Study: What controls for a no-driver car?
DETROIT -- Federal regulators are taking driverless cars seriously, although such vehicles probably won't be commercially viable for another decade or so.
The National Highway Traffic Safety Administration has launched a research project to figure out what sort of cockpit controls would be appropriate for a human motorist in a computer-driven vehicle.
Tim Johnson, NHTSA's director of crash avoidance and electronic controls research, said the agency would conduct the $1.75 million research project with Virginia Tech in Blacksburg, Va.
The researchers want to design controls that would enable a motorist to let the computer do the driving, then allow the motorist to take over safely if the computer is flummoxed by an unexpected event.

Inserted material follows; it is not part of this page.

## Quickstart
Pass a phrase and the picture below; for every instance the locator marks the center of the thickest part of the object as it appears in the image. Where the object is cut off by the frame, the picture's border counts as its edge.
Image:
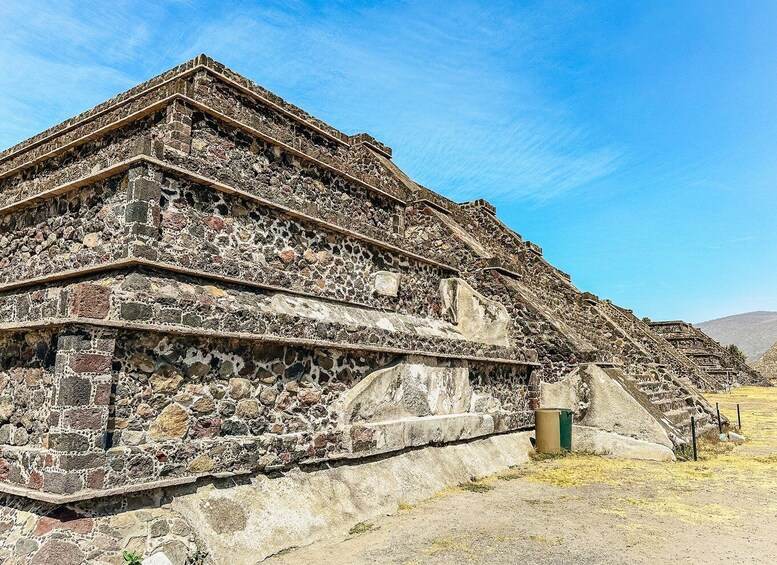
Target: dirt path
(584, 509)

"That is the work we are starting up right now," Johnson said here last week during the SAE Convergence 2012 conference sponsored by SAE International. "We are putting a high priority on this. We are trying to figure this out."

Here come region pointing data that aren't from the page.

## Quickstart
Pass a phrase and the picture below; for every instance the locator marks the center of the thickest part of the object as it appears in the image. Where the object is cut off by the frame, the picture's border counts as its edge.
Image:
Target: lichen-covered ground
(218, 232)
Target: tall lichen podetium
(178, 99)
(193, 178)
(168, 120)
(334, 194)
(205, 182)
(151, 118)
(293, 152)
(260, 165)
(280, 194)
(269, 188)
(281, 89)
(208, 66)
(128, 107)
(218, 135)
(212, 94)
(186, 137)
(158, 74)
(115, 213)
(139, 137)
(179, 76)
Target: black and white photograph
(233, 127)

A number of automakers have tinkered with driverless cars, but the pace of research picked up after Google Inc. rolled out a radar-guided Toyota Prius and lobbied state legislatures to allow driverless vehicles on public roads.
Google founder Sergey Brin subsequently boasted that his company would have driverless cars available for the public within a decade. But panelists at the SAE conference suggested that it likely would take longer than that to develop a production-ready driverless vehicle.
"We don't anticipate an autonomous car in the foreseeable future," said Christian Schumacher, North American director of engineering systems for supplier Continental AG.
Driverless systems require the motorist to remain vigilant in case driving conditions suddenly change. Automakers have not yet figured out how to design a driverless car reliable enough to allow the driver to take a nap.